結果的に停電は実施されませんでしたが、様々な情報が行き交い、情勢も落ち着かない中の開催となり、参加いただいた皆様、最後まで見とどけてくださった皆様に深く感謝しております。

さて、この研究は、アルネ小濁事業における、やきもの事業の一つとして実施されました。

テーマは「自然から個性を学ぶ」ということで、「個々の違いを感じ認めることを実体験する」を目標としていました。成果物作成以外にも、関わったかたはそれぞれに何かを感じ取っていただけたら幸いです。

さらに私は、この活動の途中で多くの事を学ばせていただきました。

  • 灰が貴重なものであること
  • 炎はすばらしい魅力をもっていること

そしていずれも、自然の素晴らしさ、そして尊敬、感謝に導かれるものでした。

人々は「簡単便利」という、人間の都合を基準に文明を支持し、文化を築いてきたように思います。炎に端を発した「明かり」は照明器具+電気に。「熱」は暖房器具、調理器具+燃料や電気に・・

それは、「汚れない(クリーン)」「安全(炎が出ない)」「無臭」「扱いやすい」など良いことばかりでした。しかし、それは「人にとっては」だったのではないでしょうか?あるいは、売買利益といった企業のためでもあったかもしれません。

これらは、あまりにも犠牲が多すぎた。そのように感じています。

 

近年、クリーンエネルギーと双対象にある「薪」の価値が見直されたり、その不思議な魅力にひかれる人のニーズが高まっています。そこでまた新しいビジネスが登場したりするのですが、短絡的に「私が欲しいから」「欲しがっている人がいるから」という気持ちを抑えて、こういった欲求に対して、少し立ち止まって考えてみませんか?

自然は人間のためにあるのではないのです。延々と続いてきた、たまたまの環境が人間を生み出し、その人間が「たまたま生きていけている」だけの事です。他の動物より少しばかりの知恵をもった人間が工夫をし、欲を叶える事で「成功、達成」として、人間の都合で、ありのままの姿をねじ曲げ、それを文化として片付けているとしたらそれは勘違いです。

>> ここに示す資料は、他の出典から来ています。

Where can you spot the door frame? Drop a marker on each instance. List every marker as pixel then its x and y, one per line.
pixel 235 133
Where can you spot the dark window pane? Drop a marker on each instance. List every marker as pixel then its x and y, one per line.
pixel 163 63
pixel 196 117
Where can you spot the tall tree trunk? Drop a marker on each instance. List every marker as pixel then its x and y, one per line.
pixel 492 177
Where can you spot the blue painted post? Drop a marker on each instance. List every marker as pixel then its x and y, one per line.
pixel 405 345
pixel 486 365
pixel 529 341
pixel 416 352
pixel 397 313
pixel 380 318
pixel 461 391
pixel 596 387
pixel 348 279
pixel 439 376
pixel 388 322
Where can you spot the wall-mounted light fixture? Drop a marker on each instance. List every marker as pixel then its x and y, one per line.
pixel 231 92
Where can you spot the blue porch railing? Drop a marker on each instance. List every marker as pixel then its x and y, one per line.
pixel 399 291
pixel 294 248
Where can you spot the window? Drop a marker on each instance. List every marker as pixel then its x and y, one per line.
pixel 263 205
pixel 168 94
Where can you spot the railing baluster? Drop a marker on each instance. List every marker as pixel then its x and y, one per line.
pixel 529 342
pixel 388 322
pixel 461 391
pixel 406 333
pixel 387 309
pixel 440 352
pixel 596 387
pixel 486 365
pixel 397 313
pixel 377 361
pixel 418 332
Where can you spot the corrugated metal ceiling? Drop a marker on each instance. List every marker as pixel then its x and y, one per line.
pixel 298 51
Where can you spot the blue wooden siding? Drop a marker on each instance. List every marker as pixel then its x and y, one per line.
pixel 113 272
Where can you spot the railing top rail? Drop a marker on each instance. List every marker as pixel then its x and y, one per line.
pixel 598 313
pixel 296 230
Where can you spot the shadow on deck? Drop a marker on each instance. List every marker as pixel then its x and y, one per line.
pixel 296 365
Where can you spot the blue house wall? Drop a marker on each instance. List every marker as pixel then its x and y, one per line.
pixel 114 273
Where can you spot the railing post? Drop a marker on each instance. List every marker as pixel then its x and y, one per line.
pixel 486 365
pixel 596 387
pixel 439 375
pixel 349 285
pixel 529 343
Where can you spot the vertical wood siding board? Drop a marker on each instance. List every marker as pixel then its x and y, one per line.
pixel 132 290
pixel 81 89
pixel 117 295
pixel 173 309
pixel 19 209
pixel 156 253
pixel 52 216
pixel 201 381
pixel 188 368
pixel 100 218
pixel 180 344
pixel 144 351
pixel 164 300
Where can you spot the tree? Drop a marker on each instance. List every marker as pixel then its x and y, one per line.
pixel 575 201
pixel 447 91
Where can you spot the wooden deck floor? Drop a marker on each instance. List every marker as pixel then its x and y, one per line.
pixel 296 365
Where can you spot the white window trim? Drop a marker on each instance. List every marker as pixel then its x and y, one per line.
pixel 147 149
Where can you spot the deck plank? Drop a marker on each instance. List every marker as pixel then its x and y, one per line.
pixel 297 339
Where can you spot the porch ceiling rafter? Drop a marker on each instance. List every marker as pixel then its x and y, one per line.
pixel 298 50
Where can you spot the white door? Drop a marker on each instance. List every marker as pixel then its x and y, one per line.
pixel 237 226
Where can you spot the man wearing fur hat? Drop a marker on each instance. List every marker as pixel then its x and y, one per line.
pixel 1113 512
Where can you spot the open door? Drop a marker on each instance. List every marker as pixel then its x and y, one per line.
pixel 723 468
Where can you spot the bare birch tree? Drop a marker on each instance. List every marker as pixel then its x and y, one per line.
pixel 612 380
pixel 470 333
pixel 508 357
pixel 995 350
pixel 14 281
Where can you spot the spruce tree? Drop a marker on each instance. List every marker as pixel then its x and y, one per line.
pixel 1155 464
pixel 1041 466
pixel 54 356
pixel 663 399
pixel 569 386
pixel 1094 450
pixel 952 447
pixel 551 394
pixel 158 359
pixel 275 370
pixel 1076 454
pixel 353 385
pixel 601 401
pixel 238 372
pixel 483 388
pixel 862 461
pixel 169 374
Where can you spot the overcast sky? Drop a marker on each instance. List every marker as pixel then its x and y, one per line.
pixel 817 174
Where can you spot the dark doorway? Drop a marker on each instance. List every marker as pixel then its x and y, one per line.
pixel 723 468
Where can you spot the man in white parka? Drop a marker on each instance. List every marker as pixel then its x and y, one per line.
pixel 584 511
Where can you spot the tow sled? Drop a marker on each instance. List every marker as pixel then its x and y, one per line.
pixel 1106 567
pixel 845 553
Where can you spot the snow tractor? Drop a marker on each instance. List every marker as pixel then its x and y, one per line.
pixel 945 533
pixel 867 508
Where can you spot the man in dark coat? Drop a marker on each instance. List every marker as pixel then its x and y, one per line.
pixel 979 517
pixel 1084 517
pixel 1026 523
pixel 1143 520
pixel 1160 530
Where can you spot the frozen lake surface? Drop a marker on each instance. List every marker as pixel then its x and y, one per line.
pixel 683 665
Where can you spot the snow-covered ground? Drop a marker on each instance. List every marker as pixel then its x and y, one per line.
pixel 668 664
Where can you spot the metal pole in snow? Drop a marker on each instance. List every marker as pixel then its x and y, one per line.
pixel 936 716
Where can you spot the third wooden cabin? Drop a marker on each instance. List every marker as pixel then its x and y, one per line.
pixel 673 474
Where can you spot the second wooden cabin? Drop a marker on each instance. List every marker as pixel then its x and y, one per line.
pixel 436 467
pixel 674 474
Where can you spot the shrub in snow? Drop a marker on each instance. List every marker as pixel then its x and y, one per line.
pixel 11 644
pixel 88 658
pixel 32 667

人の手によって滅びること。それもまた自然の成り行きかもしれません。運命とか戒めとかいうものかもしれません。

そうだとしても、今できることは最大限学ぶ事だと思うのです。子孫のため、とか未来のため、とか別のものに転化することもある意味よしましょう。自分が生かされてこの地に生まれ、今起きていること。これから起きようとしていることからメッセージを感じ、自分なりの表現してみること。それが大事だと思ってやみません。

 

アルネ小濁事業の拠点となる小濁地区は、限界集落と呼ばれています。少子高齢で住民が少なく、地すべりという自然災害の対応策で水が不足し、困難となった生活環境を改善していける体力に乏しいのが現状です。つまりここでの活動は、疑問と解決を自分の中でもくもくと繰り返す作業の連続となります。

「未来とは」「作るとは」「暮らすとは」「幸せとは」・・

作ること。表現することをテーマとして、住民から学び、自然から学び、そしてものをつくり表現する。それをやろうとしている小濁と関わっている事が、偶然とは思えないような事象が起きました。「東北関東大震災」です。その最悪の事態を引き起こした原因は予想し得なかった津波ではなく、人が作った「原発」です。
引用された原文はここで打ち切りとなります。